Recombination parameters comparing CC5 and CC8. Core genome alignment of each CC was used as input in mcorr with 1000 bootstrapped replicates. d – diversity brought into the population by recombination and clonal diversity; θ – mutational divergence; ϕ – recombinational divergence; γ/μ relative rate of recombination to mutation (equivalent to ratio of ϕ/θ); f̅ – mean fragment size of a recombination event; c – recombination coverage. For all panels, brackets indicate results of Welch’s t-test of group comparisons; n.s. - not significant; *** - p < 0.0001


Elucidating the evolutionary context that has selected certain methicillin-resistant S. aureus genotypes is critical to developing effective surveillance, control strategies and treatment options for bloodstream infections.

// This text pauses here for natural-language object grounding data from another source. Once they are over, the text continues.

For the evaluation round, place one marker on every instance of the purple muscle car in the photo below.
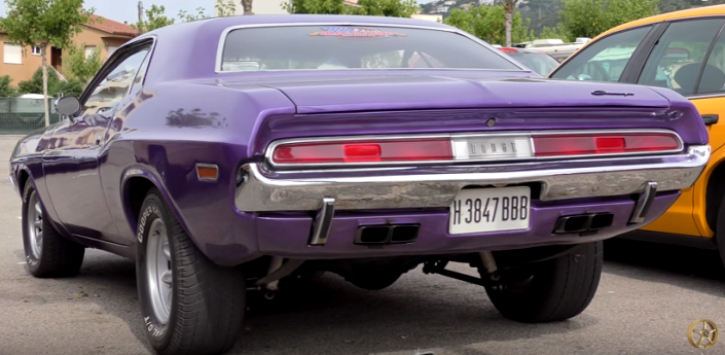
(234, 154)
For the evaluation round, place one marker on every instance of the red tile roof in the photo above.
(110, 26)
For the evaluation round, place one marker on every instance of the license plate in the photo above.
(490, 210)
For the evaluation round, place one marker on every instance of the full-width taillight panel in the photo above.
(496, 147)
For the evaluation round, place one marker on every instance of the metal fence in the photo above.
(21, 115)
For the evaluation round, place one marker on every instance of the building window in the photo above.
(12, 54)
(89, 51)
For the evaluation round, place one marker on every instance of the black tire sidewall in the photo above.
(159, 335)
(33, 263)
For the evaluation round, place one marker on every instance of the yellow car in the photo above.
(684, 51)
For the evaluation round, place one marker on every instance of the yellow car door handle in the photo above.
(710, 119)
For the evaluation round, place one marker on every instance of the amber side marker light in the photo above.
(207, 172)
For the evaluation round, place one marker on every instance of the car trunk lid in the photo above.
(385, 93)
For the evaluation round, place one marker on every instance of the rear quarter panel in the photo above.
(161, 134)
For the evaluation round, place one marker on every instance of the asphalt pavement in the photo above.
(648, 296)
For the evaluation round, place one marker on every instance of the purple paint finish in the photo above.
(187, 114)
(288, 236)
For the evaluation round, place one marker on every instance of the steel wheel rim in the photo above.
(159, 270)
(35, 225)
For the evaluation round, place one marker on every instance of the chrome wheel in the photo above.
(35, 225)
(158, 266)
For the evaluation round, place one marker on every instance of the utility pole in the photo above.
(140, 17)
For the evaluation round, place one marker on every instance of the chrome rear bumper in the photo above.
(559, 181)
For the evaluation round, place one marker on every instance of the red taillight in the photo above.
(556, 145)
(362, 152)
(473, 148)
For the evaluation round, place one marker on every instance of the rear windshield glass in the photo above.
(354, 47)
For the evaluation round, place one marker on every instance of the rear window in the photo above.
(354, 47)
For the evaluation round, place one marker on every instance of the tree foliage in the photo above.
(509, 7)
(328, 7)
(34, 85)
(155, 18)
(589, 18)
(390, 8)
(488, 24)
(77, 66)
(6, 89)
(56, 86)
(223, 8)
(247, 6)
(42, 23)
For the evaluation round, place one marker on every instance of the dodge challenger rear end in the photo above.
(273, 148)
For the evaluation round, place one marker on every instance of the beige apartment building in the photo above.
(20, 63)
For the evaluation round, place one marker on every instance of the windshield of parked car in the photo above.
(354, 47)
(538, 62)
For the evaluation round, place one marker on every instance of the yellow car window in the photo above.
(680, 54)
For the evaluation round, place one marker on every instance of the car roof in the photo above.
(713, 10)
(704, 11)
(241, 20)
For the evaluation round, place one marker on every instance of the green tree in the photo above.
(37, 83)
(155, 18)
(509, 7)
(227, 9)
(223, 9)
(329, 7)
(389, 8)
(488, 24)
(70, 87)
(6, 90)
(43, 23)
(247, 6)
(589, 18)
(77, 66)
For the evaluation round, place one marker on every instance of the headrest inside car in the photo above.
(713, 79)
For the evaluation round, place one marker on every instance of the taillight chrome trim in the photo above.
(269, 161)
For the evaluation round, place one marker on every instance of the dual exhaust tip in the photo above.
(583, 224)
(407, 233)
(387, 234)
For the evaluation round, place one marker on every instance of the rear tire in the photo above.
(189, 304)
(558, 289)
(47, 253)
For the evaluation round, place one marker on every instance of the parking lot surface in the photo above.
(648, 296)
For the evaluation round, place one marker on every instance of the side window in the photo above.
(115, 86)
(140, 76)
(676, 60)
(603, 60)
(713, 76)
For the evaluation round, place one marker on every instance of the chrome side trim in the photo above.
(644, 201)
(323, 222)
(225, 33)
(366, 190)
(12, 182)
(302, 167)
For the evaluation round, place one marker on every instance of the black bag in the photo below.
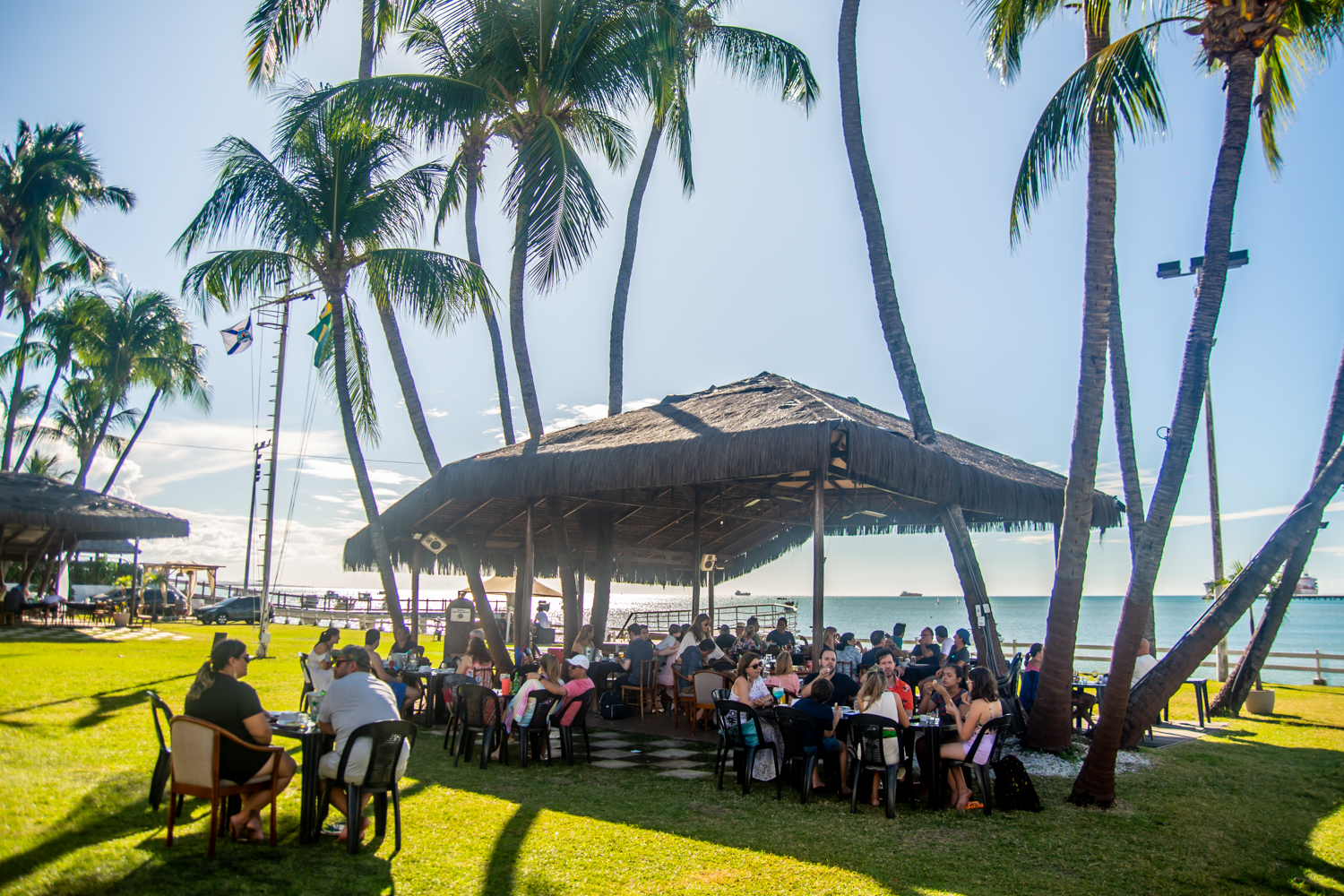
(1013, 788)
(610, 705)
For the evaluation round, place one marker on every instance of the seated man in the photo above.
(355, 699)
(636, 654)
(406, 694)
(825, 718)
(843, 688)
(1145, 661)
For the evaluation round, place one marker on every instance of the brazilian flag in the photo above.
(323, 333)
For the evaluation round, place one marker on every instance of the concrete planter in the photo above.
(1261, 702)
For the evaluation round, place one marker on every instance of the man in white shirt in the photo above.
(1144, 662)
(354, 699)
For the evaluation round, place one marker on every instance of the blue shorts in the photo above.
(830, 745)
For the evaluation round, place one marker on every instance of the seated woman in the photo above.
(478, 662)
(320, 659)
(984, 707)
(583, 643)
(876, 700)
(752, 689)
(521, 705)
(220, 699)
(784, 675)
(1031, 676)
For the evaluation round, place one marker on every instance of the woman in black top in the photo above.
(220, 699)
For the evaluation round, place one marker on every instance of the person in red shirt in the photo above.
(887, 662)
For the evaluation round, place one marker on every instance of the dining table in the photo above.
(312, 745)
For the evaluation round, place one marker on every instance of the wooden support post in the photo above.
(494, 637)
(819, 562)
(416, 594)
(978, 613)
(695, 557)
(523, 589)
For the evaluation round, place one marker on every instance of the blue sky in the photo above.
(763, 269)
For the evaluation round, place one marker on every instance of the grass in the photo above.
(1252, 809)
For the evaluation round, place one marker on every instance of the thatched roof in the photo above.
(37, 511)
(747, 450)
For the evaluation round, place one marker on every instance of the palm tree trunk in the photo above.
(1125, 438)
(11, 418)
(86, 461)
(37, 424)
(408, 382)
(1121, 724)
(883, 282)
(473, 254)
(1233, 694)
(134, 435)
(518, 330)
(616, 381)
(564, 560)
(357, 460)
(366, 39)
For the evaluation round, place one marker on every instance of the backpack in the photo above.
(1013, 788)
(610, 705)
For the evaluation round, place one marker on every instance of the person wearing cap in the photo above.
(357, 697)
(578, 685)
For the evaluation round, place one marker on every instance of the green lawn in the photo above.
(1252, 809)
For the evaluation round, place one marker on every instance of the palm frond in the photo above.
(1118, 88)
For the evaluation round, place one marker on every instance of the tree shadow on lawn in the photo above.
(1155, 829)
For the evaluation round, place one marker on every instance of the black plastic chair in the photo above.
(578, 721)
(478, 713)
(308, 681)
(795, 727)
(997, 728)
(379, 780)
(868, 732)
(538, 728)
(733, 718)
(163, 764)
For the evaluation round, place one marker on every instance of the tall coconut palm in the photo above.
(1236, 38)
(558, 70)
(125, 339)
(47, 177)
(760, 59)
(331, 207)
(179, 373)
(277, 29)
(1116, 89)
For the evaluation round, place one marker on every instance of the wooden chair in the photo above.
(647, 688)
(195, 771)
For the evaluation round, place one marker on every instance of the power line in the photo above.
(320, 457)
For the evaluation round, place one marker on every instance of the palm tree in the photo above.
(556, 70)
(179, 373)
(1115, 89)
(277, 29)
(47, 177)
(58, 327)
(331, 206)
(86, 421)
(125, 338)
(760, 59)
(1242, 39)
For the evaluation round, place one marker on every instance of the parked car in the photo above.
(245, 608)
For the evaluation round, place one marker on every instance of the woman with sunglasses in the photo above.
(220, 699)
(752, 689)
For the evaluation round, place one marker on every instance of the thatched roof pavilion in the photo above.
(42, 517)
(731, 471)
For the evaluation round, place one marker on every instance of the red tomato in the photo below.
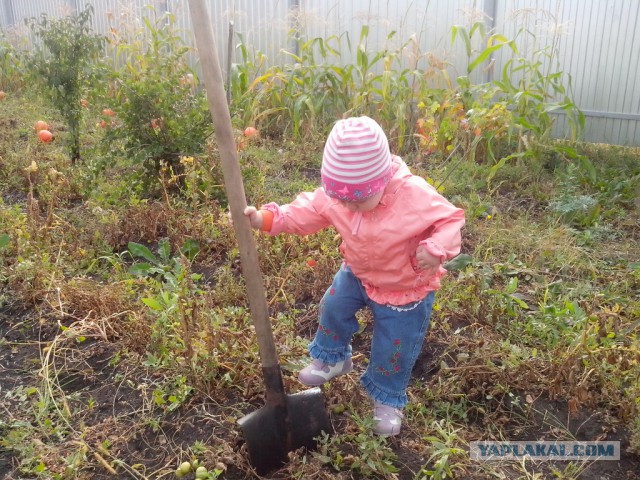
(41, 125)
(45, 135)
(250, 132)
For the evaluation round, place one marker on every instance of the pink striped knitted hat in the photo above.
(356, 163)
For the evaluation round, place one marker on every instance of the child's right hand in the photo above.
(255, 216)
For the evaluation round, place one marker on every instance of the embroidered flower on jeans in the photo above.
(327, 332)
(394, 366)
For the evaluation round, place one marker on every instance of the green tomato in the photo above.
(185, 467)
(202, 472)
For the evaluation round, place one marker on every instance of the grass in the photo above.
(116, 368)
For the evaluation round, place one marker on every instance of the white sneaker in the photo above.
(318, 373)
(388, 420)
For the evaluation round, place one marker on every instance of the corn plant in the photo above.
(12, 65)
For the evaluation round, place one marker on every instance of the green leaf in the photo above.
(164, 249)
(138, 250)
(153, 304)
(460, 262)
(190, 249)
(140, 269)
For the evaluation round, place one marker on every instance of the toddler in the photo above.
(396, 231)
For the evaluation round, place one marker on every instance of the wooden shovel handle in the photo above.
(214, 85)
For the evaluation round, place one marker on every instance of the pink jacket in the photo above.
(380, 246)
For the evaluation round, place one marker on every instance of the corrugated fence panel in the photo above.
(596, 41)
(597, 44)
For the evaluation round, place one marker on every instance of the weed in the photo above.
(64, 65)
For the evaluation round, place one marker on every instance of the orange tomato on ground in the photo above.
(45, 136)
(41, 125)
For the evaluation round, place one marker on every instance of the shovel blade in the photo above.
(273, 431)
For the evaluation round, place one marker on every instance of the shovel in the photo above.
(286, 422)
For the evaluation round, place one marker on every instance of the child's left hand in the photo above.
(426, 261)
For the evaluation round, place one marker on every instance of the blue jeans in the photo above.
(398, 335)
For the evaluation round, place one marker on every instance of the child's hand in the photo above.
(255, 216)
(426, 261)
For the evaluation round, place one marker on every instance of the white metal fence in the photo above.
(597, 41)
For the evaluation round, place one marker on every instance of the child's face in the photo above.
(365, 205)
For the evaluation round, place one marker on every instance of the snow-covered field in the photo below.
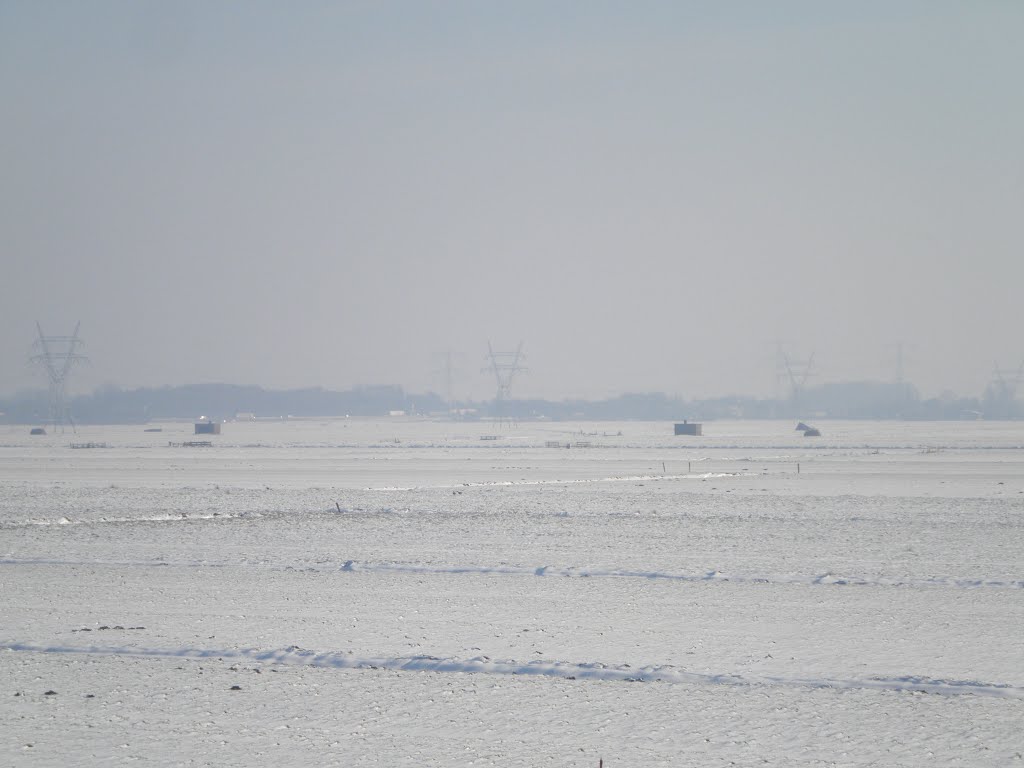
(402, 593)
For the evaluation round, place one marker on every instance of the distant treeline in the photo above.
(838, 400)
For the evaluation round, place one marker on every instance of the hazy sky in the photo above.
(647, 195)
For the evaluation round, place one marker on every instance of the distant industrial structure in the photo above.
(795, 373)
(58, 354)
(504, 366)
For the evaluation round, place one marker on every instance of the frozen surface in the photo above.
(404, 593)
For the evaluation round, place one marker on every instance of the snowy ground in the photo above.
(404, 593)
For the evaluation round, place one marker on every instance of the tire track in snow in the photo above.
(565, 670)
(351, 566)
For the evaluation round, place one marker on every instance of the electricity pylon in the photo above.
(58, 354)
(504, 366)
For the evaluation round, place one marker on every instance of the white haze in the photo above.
(648, 196)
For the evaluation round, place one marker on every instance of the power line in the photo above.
(58, 354)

Using genome sequences of 323 S. aureus blood culture isolates spanning at least eight years of sampling, our analyses revealed the specific bacterial clones that predominate in bloodstream infections (CCs 5 and 8) and the genomic elements that contribute to their success as multidrug resistant pathogens in bloodstream infections.

Two mechanisms explain the spread of drug resistance in bacterial populations: clonal expansion of resistant lineages [63,64,65,66] and horizontal gene transfer of resistance genes [67,68,69]. Our study showed that both processes have shaped the long-term population dynamics of MRSA in New Hampshire. Our first major finding is that both CC5 and CC8 (each carrying different suites of resistance genes) have undergone clonal expansion in the last 50 years, which would partly explain the broad occurrence of multidrug and methicillin resistance in the S. aureus population. The clones that comprise these two lineages are the most prominent MRSA lineages worldwide and have been implicated in numerous healthcare-associated and community-acquired infections and outbreaks [44]. CC8, which includes ST8, consists of several pandemic MRSA clones associated with healthcare- and community-associated infections [39, 44]. ST8 includes the notorious pandemic clone USA300 that emerged in Central Europe in the mid-nineteenth century and was exported to North America and elsewhere in the early twentieth century [70]. Community and household transmission facilitated the widespread distribution of this clone in the United States [71,72,73]. ST8 also includes USA500 that emerged in the past 20 years and causes invasive infections in North America [74]. On the other hand, CC5 includes multiple MRSA clones that cause hospital-associated infections in the Western Hemisphere [38]. It is also the principal genetic background in S. aureus upon which full resistance to vancomycin, a key last-line bactericidal drug for treating MRSA infections, has arisen by acquisition of the Tn1546 carrying the van operon from Enterococcus donors [75]. Although none of the New Hampshire isolates were vancomycin-resistant, reduced vancomycin susceptibility has been increasing in S. aureus causing bloodstream infections in other parts of the United States [46, 76] and it may therefore just be a matter of time before it emerges in New Hampshire.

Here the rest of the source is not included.